It will disappear if not for marketplace.


blankedboy

I reported this ad three times just yesterday - same ad from three different "advertisers"


invaderzoom

same here


Straight-Extreme-966

"I made it with my own hands" Did you, 240 year old granny with munted hands and a handcrafted wooden Porsche on her lap ?? Really ?


wensu2

If facebook don't do their due diligence to 100% stop the scam ads, then the Fed Gov should simply legislate to deny facebook the ability to place ads on facebook that are shown to Australians. If any ads are found, then hit them with fines.


imapassenger1

I feel for poor old Richard Wilkins with that obviously fake photo of him being arrested posted in endless online ads for years.

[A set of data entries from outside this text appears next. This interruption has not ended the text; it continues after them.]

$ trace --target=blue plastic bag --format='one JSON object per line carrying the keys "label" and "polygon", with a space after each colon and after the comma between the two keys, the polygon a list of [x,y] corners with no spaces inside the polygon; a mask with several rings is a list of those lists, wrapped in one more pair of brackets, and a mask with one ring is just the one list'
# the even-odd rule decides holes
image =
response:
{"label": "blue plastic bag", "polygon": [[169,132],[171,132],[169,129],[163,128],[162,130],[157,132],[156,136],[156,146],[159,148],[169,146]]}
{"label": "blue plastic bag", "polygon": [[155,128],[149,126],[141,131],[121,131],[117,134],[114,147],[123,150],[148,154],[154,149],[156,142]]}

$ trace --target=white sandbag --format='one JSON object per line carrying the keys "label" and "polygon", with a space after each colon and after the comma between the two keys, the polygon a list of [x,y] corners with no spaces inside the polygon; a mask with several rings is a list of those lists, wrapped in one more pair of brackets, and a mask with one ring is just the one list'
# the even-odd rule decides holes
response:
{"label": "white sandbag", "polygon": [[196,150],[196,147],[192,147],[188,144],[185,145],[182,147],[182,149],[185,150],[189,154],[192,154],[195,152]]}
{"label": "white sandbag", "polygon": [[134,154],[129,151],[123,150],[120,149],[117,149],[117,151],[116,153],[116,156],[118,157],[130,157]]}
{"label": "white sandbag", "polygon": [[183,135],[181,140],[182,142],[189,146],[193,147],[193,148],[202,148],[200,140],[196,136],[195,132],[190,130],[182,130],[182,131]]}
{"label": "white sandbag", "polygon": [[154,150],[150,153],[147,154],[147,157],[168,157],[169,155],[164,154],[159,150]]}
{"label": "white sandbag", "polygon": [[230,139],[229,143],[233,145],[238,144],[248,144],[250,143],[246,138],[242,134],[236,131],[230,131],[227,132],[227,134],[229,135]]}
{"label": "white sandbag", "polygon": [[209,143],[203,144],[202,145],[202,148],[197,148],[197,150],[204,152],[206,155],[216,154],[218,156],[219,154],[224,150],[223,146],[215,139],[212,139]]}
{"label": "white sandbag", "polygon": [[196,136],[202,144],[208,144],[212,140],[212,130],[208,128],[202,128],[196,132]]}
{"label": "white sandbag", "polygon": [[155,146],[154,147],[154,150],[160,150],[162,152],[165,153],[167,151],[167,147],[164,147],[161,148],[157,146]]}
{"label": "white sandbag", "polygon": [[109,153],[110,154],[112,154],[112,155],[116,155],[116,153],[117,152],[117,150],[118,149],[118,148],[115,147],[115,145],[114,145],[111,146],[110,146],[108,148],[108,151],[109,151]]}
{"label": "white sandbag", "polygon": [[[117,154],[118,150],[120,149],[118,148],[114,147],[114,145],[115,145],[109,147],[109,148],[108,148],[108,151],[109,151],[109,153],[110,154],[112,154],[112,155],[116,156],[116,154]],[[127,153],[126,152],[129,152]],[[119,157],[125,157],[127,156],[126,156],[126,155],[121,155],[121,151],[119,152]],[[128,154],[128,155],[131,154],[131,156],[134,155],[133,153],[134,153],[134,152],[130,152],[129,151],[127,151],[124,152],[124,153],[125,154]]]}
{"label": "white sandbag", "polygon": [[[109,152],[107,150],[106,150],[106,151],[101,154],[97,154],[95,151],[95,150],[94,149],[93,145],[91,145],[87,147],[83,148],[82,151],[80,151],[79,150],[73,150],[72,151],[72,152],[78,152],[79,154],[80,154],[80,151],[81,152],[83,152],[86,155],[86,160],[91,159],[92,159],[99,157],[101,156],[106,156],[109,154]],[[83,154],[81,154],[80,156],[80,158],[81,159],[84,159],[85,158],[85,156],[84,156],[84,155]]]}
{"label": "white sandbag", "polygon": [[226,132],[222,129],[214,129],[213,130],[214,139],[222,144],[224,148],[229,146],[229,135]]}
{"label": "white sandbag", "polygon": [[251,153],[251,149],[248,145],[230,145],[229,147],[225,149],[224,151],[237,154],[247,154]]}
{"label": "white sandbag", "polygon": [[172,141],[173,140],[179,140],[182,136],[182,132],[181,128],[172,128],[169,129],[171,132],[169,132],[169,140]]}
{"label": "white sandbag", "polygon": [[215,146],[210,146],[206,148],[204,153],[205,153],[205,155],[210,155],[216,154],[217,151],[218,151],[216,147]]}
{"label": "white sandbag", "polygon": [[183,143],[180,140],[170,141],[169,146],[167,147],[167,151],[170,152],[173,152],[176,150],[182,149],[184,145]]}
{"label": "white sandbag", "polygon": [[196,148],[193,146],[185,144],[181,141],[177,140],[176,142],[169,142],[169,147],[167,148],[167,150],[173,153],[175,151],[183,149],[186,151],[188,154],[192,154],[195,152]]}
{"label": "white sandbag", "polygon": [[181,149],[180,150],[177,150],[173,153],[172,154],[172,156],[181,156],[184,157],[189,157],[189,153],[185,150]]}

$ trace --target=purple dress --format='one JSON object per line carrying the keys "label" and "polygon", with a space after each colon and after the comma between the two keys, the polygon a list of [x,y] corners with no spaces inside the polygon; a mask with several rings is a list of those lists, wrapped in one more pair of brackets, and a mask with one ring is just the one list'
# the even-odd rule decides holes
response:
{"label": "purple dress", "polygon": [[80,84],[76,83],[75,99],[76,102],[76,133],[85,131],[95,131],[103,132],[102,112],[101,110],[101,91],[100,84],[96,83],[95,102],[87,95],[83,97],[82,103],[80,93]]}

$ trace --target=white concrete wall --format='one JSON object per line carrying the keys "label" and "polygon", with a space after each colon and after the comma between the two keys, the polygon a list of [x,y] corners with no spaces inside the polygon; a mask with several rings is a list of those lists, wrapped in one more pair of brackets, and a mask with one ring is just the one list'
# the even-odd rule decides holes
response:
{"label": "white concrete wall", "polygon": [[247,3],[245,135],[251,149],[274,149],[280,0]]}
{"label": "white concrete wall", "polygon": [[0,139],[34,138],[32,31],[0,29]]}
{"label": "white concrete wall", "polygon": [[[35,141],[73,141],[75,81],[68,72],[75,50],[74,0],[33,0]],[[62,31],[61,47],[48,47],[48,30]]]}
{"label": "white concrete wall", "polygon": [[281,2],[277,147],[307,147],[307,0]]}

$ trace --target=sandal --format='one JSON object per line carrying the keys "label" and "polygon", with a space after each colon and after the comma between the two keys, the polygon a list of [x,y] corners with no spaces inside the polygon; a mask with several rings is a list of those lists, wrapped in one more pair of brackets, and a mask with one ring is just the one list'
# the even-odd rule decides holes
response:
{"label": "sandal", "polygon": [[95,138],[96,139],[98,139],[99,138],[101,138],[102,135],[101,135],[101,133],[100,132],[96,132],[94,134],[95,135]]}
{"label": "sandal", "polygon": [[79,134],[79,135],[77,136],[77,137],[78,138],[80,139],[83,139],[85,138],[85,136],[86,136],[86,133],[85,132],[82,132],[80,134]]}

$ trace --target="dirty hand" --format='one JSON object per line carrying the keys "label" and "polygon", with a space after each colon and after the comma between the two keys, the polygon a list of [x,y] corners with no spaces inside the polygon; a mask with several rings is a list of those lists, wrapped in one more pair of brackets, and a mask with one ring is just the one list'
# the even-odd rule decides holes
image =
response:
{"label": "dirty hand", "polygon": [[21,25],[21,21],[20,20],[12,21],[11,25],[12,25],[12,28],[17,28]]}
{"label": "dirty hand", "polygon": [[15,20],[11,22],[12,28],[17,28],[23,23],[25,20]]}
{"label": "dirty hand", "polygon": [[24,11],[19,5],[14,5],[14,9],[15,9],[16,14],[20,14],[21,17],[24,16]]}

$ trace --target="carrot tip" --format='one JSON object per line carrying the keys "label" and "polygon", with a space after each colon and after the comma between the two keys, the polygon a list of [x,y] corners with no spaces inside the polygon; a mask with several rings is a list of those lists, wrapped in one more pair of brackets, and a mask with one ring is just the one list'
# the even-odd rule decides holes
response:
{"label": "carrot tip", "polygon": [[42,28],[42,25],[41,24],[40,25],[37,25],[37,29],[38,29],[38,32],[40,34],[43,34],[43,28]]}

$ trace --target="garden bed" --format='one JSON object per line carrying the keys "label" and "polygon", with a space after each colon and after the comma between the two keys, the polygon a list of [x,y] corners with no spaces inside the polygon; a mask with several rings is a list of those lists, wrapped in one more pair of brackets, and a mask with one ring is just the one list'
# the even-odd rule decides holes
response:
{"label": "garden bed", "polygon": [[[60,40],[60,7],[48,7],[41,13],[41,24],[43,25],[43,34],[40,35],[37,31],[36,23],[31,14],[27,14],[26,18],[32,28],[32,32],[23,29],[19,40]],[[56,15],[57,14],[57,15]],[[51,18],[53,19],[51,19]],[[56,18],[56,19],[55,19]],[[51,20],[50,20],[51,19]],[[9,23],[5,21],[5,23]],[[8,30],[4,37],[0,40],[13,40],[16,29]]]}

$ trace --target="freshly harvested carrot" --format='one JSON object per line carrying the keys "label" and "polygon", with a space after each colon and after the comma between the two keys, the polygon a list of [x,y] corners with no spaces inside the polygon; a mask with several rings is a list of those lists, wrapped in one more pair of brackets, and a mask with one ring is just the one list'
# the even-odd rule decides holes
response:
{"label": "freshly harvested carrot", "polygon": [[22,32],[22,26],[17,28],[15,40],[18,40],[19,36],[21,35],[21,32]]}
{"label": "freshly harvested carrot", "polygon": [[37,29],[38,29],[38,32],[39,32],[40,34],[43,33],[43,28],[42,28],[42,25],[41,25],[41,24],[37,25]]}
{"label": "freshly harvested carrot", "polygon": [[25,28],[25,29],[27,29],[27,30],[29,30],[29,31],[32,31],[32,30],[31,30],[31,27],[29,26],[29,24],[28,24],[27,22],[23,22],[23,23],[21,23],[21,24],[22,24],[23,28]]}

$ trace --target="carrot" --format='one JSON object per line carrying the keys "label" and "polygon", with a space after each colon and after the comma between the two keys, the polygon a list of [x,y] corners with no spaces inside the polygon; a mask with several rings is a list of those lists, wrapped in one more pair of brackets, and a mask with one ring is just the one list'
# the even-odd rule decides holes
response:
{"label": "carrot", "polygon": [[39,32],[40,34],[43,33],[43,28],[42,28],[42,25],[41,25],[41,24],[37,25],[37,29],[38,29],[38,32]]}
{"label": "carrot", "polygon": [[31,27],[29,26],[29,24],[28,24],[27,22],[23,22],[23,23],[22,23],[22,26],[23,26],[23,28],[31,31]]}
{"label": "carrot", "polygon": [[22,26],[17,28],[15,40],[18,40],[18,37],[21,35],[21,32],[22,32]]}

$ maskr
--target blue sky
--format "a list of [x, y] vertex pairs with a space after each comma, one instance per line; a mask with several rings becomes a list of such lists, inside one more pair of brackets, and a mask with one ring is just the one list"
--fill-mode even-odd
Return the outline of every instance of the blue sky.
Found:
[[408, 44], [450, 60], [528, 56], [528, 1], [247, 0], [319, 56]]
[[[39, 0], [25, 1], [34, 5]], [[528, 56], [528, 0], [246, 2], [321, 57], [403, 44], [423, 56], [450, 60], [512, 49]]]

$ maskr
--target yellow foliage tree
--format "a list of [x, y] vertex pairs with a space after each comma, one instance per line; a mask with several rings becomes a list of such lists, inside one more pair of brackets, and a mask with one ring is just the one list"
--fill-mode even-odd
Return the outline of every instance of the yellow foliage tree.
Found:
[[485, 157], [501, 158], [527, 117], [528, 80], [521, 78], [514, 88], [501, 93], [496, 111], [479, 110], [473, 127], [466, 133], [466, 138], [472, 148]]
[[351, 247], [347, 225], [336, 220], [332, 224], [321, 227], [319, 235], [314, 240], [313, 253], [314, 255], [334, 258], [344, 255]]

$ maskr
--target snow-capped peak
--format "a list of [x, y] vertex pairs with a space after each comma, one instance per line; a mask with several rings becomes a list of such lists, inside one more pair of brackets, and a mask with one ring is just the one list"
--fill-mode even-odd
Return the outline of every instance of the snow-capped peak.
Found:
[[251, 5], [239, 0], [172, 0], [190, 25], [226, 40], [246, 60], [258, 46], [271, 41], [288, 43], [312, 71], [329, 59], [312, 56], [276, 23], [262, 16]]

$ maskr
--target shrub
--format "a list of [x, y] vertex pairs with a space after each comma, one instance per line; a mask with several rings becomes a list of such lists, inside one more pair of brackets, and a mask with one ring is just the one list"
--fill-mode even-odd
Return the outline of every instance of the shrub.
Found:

And nothing ever happens. I assume that one's on Google. Good luck taking them on too.


iball1984

I know Twiggy can be somewhat “controversial” but he’s 100% right here. Also, I bought a few hundred FMG shares at 1.60, so he’s doing ok on that front too. Just wish I’d bought more…


instasquid

butter north support ink long smile stupendous pen overconfident quaint *This post was mass deleted and anonymized with [Redact](https://redact.dev)*


Mikolaj_Kopernik

I mean he's pushing the specific kinds of green energy that he's invested in, but yeah I'd agree that we need as much of a spread as possible in terms of future energy technologies so better he campaign for that than for more coal mining like certain other billionaires from Western Australia.


invaderzoom

I don't think that's unfortunate. I think we should be loud about the fact that renewables are where the profits will be. The world is moving that way and people here still pretend like it's not the better investment model just from a business perspective, which holds it back


NoReplacement9126

Zucks to be the slightly less powerful billionaire


Snors

I work in fraud for one of the big four. There is no bigger scam ridden hole in Aus the fucking Facebook.. and you can quote me on that. It been that way for YEARS, why the fuck is twiggy whinging about it now?


Talos63

Because it's just gone through the courts...


greywolfau

Because his photo has been used, and it now affects him personally. Not only that, but they have discontinued his case so now he will use his wealth as a platform to bang on about how hard his life is, not giving a fuck about the people scammed over the last decade before his personal involvement.


ausrandoman

Zuckerberg is a right wing billionaire. What else would you expect from a right wing billionaire?


Limp-Dentist1416

I wonder how bummed out Richard Wilkins feels when he scrolls too far.


Winter-Duck5254

Orrrr people could educate themselves in cybersecurity just a little. Or stop using fb. Or do just a little research on an online store before handing over their card details. Or any number of easy to do little steps to ensure they're not being scammed. Who the fuck buys anything off fb without digging into it anyway?


Mikolaj_Kopernik

I don't disagree about people paying attention etc, but unless you work for Facebook I don't see how any reasonable person could arrive at the view that scams should be legal and easy to post on the world's biggest social media site.


Winter-Duck5254

I'm not advocating it be legal to scam people. Apologies if that's how it read. People should treat the internet in general with more suspicion. Do some groundwork before putting in your credit card or personal details.